Bidding into an OCIP on a hospital expansion, a mechanical sub backs out its standard GL and workers' comp markup from the labor rate per the wrap-up enrollment instructions, leaving only the residual coverage the program does not provide.

Related Terms

Frequently Asked Questions

Enrolled subs remove the insurance costs the wrap-up provides, typically general liability and workers' comp, from their labor burden so the project is not charged twice. The bid form usually requires disclosing the deducted amount. Subs still carry coverages outside the wrap, like auto and off-site operations, and price those normally.
An Owner Controlled Insurance Program is purchased and administered by the project owner, while a Contractor Controlled Insurance Program is purchased by the general contractor.

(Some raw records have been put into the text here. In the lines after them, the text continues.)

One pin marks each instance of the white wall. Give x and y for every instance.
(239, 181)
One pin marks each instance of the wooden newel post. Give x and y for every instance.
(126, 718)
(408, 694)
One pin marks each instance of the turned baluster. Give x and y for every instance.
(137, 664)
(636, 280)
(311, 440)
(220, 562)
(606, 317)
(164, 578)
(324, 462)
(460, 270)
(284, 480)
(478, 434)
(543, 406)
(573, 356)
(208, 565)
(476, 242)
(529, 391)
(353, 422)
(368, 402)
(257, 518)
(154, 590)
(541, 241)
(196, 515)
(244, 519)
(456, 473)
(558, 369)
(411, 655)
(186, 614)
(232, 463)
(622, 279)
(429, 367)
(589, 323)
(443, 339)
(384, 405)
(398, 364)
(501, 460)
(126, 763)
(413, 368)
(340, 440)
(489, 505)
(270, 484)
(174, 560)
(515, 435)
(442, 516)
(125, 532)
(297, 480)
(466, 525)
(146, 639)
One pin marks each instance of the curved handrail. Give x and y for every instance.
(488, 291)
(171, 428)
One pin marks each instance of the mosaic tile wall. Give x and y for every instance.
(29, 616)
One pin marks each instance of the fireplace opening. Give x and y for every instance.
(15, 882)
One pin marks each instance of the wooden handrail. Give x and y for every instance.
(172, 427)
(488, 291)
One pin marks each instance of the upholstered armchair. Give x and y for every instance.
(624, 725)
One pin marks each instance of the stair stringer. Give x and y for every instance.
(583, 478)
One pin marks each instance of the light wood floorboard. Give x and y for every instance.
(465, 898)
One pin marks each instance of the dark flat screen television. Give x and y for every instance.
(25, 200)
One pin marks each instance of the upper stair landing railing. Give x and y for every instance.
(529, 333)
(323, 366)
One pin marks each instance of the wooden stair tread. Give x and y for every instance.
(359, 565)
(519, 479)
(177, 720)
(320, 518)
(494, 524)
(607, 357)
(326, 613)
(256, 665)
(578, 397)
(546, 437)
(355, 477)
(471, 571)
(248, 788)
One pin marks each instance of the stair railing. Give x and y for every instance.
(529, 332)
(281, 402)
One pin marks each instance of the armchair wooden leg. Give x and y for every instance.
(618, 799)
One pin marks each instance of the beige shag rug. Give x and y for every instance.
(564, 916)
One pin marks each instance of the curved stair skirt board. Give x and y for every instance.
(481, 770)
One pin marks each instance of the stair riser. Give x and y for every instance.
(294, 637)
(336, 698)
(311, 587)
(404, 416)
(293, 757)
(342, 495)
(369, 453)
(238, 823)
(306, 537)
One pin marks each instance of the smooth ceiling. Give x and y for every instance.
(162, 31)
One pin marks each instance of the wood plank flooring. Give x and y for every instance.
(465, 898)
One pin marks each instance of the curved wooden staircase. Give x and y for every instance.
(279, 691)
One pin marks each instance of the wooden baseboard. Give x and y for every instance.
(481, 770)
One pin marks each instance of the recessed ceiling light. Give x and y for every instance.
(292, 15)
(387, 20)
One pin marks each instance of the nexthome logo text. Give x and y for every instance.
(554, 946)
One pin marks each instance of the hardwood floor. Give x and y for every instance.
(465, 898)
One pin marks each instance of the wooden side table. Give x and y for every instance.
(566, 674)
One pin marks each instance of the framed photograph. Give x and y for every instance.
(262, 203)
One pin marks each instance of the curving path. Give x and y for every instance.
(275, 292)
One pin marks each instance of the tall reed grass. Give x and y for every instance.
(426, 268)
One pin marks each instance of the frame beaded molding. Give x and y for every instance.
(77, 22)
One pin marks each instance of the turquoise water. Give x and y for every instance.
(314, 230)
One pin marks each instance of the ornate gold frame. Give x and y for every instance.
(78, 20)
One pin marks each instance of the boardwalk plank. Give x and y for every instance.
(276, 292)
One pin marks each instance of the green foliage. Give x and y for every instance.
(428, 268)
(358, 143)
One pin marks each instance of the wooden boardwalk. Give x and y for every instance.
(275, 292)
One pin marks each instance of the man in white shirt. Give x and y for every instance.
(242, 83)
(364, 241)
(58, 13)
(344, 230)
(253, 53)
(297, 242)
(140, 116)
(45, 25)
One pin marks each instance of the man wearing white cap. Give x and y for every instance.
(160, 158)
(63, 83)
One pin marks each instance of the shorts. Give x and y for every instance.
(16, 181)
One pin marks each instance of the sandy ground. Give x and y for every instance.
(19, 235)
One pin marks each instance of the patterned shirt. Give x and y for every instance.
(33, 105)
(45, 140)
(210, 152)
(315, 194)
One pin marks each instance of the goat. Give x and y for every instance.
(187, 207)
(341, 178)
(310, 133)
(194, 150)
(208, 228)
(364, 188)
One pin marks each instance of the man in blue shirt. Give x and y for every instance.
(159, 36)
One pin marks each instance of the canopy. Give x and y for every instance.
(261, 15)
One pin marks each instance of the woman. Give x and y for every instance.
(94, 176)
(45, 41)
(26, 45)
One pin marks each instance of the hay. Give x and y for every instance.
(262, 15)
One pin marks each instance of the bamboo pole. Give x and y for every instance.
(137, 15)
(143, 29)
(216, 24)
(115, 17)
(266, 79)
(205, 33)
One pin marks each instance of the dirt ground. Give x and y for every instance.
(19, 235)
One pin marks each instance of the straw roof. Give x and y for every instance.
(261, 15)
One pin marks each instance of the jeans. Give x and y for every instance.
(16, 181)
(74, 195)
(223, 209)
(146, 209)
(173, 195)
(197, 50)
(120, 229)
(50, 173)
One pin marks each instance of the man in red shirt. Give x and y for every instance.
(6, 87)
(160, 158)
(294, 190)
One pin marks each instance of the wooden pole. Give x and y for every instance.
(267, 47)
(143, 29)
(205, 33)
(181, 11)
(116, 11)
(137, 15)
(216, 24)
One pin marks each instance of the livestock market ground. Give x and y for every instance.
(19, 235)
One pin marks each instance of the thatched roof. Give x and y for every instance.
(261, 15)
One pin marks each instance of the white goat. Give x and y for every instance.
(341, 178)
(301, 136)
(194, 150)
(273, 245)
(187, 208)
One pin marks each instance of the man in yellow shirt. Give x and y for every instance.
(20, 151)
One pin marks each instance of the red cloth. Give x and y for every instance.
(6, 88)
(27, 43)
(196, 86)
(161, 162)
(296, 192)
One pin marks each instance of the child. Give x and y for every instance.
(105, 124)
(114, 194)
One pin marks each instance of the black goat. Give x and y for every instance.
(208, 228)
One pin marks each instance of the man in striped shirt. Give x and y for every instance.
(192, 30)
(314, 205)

Both consolidate coverage for enrolled parties under one program. The difference is who buys, controls, and benefits from the policy's loss-sensitive savings and claims management.
Consolidating coverage closes gaps between separate sub policies, eliminates duplicate premiums, and centralizes claims so disputes between insurers are reduced. On very large projects the volume can also unlock loss-sensitive pricing and dedicated safety programs. These benefits generally outweigh the administrative overhead only above a high project-value threshold.